As Venezuela enters a period of mourning for their President, Chavez leaves behind a nation divided.
Reviled by the rich, revered by the poor, at times praised and scorned by the Western media, he polarised global opinion as much as he polarised his own country.
Chavez was a hero to the left, but he was a flawed one. He built a cult of personality around himself and he built questionable international alliances with the Syrian and Iranian dictatorships, too willing to buy into the idea that his enemy’s enemy was his friend.
But Chavez himself was not a dictator, despite what his conservative critics say. He won the vote of the poor majority because he spoke for them and he backed his words with actions.
Unlike many of Latin America’s loudest populists, Chavez stood fast to his programme of social reform, even when economic conditions were against him.
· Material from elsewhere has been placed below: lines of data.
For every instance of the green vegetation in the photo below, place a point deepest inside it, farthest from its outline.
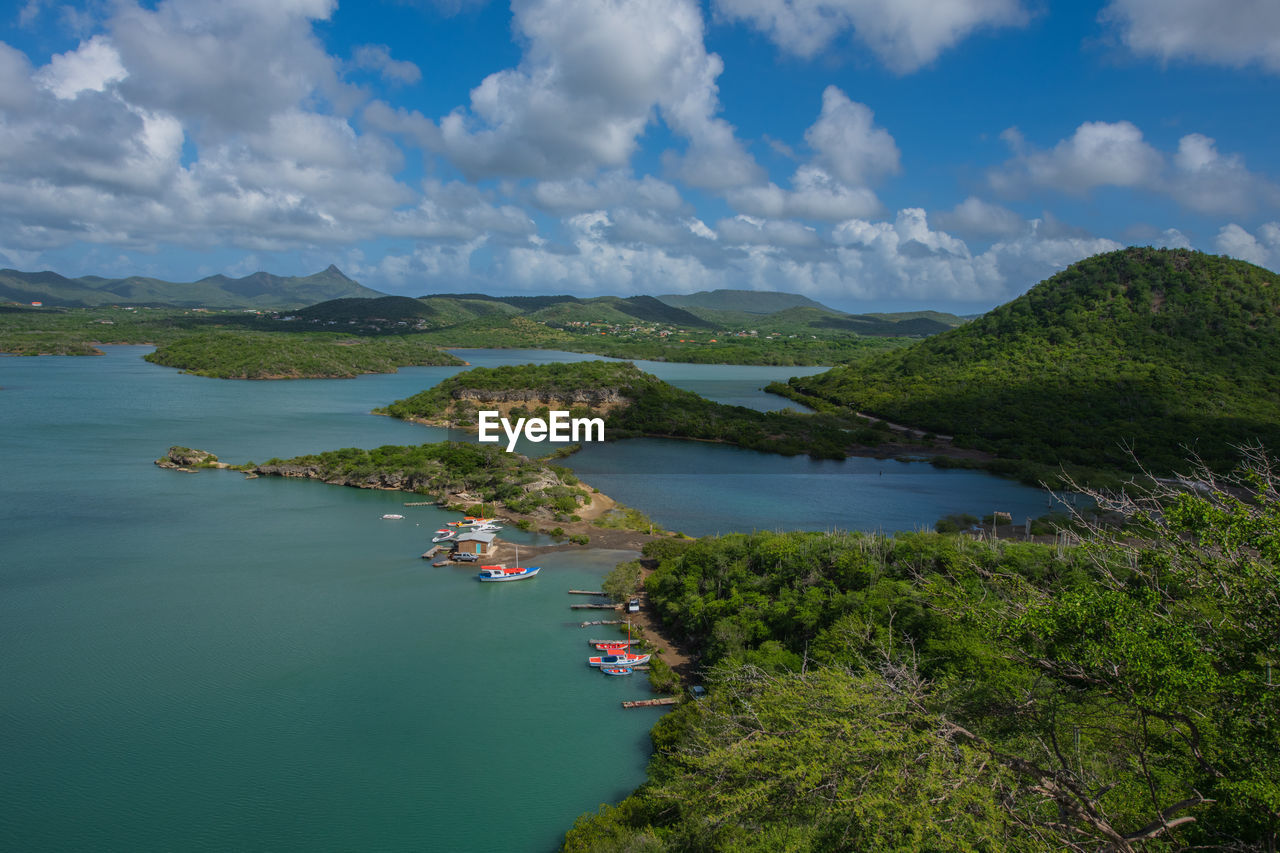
(1152, 351)
(933, 692)
(622, 582)
(484, 473)
(625, 518)
(260, 290)
(263, 355)
(638, 404)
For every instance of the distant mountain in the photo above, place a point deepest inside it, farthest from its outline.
(1156, 350)
(743, 301)
(260, 290)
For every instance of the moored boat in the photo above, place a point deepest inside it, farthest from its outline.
(625, 658)
(502, 573)
(616, 670)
He redistributed the country’s wealth and he ploughed its vast oil revenues into healthcare, housing, education and food for its most destitute people. In doing so, he raised millions out of absolute poverty.
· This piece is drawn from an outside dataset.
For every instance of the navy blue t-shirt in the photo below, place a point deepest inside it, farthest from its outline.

Extreme poverty fell by 72% under Chavez, while infant mortality fell by 18.2% between 1998 and 2006.
For all his faults, and for all the valid criticisms that should be raised of him, the world must never forget how one man helped make the lives of some of its poorest citizens better.
But the revolution is far bigger than one man. Chavez’s death leaves a vacuum in personality, but not in politics. The people he inspired, the people he taught to learn their constitution, the people he raised onto his shoulders so that they could see what could be achieved with their collective endeavours will not forget the progress they have made in the last 14 years. Nor will they be willing to go quietly back to America’s yard and offer themselves up to the ravages of the failed neoliberal policies that brought them so much misery.
“Whenever death may surprise us, let it be welcome if our battle cry has reached even one receptive ear and another hand reaches out to take up our arms,” another flawed left-wing icon once said.
And Chavez’s battle cry to the poor has reached millions of receptive ears, not just in Venezuela, but across Latin America as a pink tide sweeps a continent finally willing to stand up for itself.
Venezuela now stands at a crossroads, but Chavez’s death is not the end of the revolution. It was always far bigger than him.